Фортель. Глава 10
– Тише, тише, раздавишь, – подставила Марине Ивановне пышущую здоровьем щёку гостья. Сама же в ответ, наклонившись, так же смачно расцеловала светлокожие, почти не тронутые загаром и увяданием ланиты своей «дорогой подруженьки».
– Господи, Лидочка, как же я тебе рада!
– А я-то как рада, – добродушно прогудела Лидия Кондратьевна. – Заскучала, видишь ли, там, у себя в Монастырском, ну и решила, а махну-ка в Светозарное. Ведь, наверное, уже полгода не надоедали друг дружке. Когда ты ко мне в последний раз приезжала?
– Да месяцев пять-шесть будет.
– Вот именно пять-шесть. И не стыдно, а?
– Стыдно… И нет оправдания мне.
– А ты знаешь, кто меня подвёз?
– Кто?
– Муж моей… некогда старой знакомой. Выпала вашему Николаю оказия к нам в посёлок заявиться, ну и супругу заодно прихватил… Это ведь ей я когда-то брякнула: «На голове, ух, стиль, а в голове утиль». Правда, потом извинилась, но что мои извинения, коли дело-то сделано и человеку нанесена душевная рана… Вот уж не думала не гадала, что встречу её здесь. Сижу как лунь в своей халупе благоустроенной да книжечки почитываю и ничего-то толком не знаю…
– Вот, вот, и я о том же… надо и тебе почаще в гости выезжать, – засмеялась Марина Ивановна.
– Ладно, не будем пререкаться, обе хороши… А она молодец, – Лидия Кондратьевна скосила глаза на заметно округлившийся животик стоящей поодаль недавней своей спутницы, высокой черноволосой женщины лет сорока пяти, одетой в специального покроя джинсовый сарафанчик. Та же, ничего не подозревая, оживлённо беседовала с Юлечкой. Рядом с ними стоял Николай и разбавлял увлекательную беседу репликами по делу.
– Надежда Викторовна – умница наша, – глянула в сторону учительницы и Вишнякова. – Уж очень ребята любят её. А всё потому, что к каждому свой подход имеет.

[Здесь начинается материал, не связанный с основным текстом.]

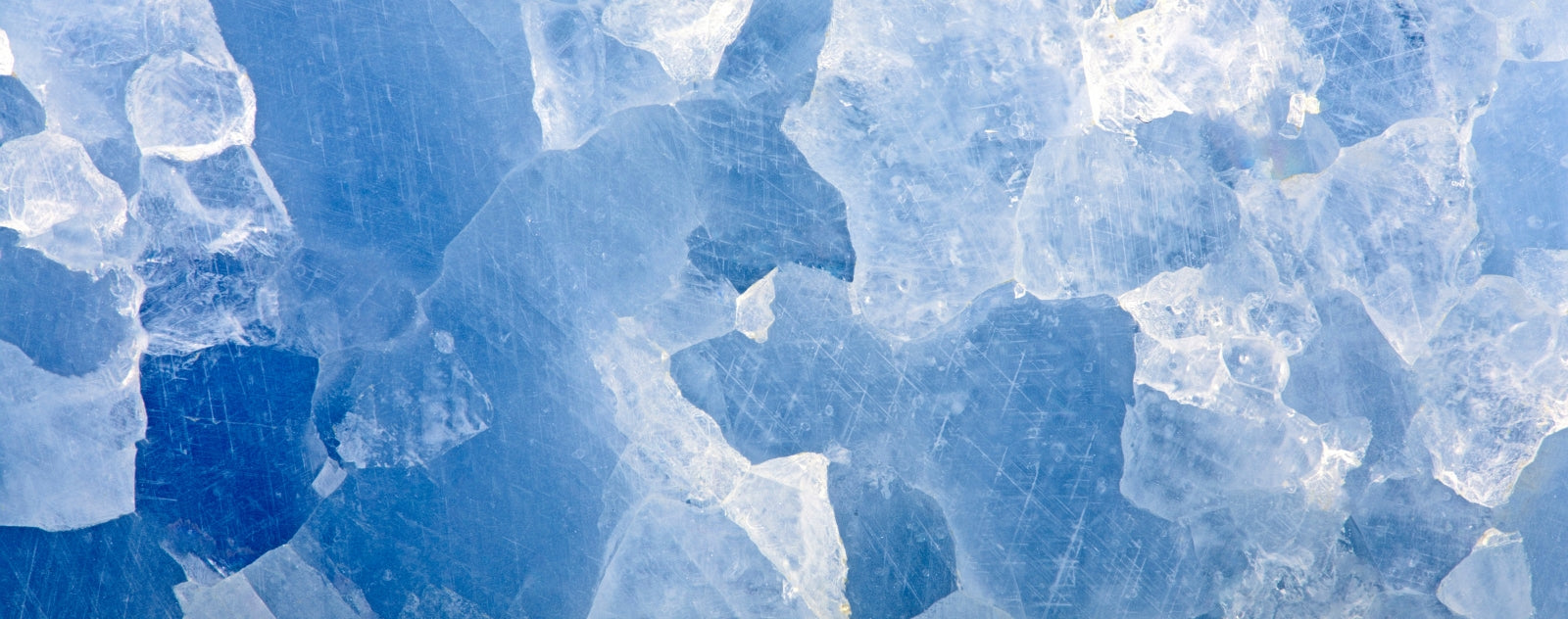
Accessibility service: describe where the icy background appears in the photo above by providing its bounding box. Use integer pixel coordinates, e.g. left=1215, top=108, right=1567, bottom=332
left=0, top=0, right=1568, bottom=619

– Да как она к вам-то попала? Ведь мы живём на северо-западе Новгородчины, а её родина на востоке, аж на границе с Тверской областью? – понизила голос Лидия Кондратьевна, заметив, что в диалоге старшей и младшей собеседниц образовалась пауза.
– Там, где Надежда Викторовна работала, закрыли школу, а у нас в этот год не было физика да ещё намечалась аккредитация. Вот область её как хорошего специалиста и командировала в Светозарное…

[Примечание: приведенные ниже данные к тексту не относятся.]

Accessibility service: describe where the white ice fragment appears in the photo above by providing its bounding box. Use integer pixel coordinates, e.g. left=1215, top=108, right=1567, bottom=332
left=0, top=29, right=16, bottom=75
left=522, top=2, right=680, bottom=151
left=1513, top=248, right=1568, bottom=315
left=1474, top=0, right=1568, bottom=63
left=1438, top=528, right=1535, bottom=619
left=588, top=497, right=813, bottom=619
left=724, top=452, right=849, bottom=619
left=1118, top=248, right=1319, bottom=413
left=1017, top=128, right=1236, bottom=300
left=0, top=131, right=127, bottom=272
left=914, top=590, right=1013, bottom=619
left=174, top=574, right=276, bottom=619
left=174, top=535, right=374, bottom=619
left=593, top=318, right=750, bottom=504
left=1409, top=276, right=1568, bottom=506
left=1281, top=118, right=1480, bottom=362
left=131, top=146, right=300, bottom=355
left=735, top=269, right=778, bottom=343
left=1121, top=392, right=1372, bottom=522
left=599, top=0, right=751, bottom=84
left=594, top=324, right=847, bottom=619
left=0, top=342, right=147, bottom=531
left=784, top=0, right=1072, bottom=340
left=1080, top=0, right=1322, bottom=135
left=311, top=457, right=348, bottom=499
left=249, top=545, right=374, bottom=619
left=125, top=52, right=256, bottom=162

– Понятно, хорошие специалисты на дороге не валяются, – глянула в сторону коллеги и Лидия Кондратьевна.
– Ох, что же мы стоим-то, – спохватилась Вишнякова, – ведь я вас даже и не представила друг дружке.

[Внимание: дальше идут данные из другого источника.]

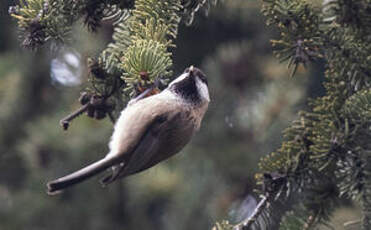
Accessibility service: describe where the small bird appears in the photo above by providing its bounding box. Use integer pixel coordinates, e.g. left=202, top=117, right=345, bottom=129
left=47, top=66, right=210, bottom=195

– Я смотрю, Машенька, у тебя здесь новые лица.
– Вот им-то я тебя и обязана представить.
Она подвела гостью к заскучавшим было Тельманам: – Познакомьтесь, пожалуйста, моя лучшая подруга Лидочка, Васильева Лидия Кондратьевна. А это, Лидочка, мои… дальние родственники и хорошие друзья: Пётр, Лиза и их сын Георгий.
Георга Лидия Кондратьевна не знала в лицо. Она даже не могла и предположить, что именно он был главным участником событий, связанных с Настей. Вот почему Марина Ивановна, предполагая отсутствие этих знаний у подруги, представила и его. Эльза и Лидия Кондратьевна в знак приветствия лишь кивнули друг дружке, а мужчины по очереди галантно приложились к пухленькой ручке дамы.
– Николая и Надежду Викторовну пока волновать не будем. Пусть занимают Юлечку, а то сбежит куда-нибудь, непоседа этакая. Потом ищи-свищи ветра в поле, – промолвила Марина Ивановна и ласково посмотрела в сторону внучки.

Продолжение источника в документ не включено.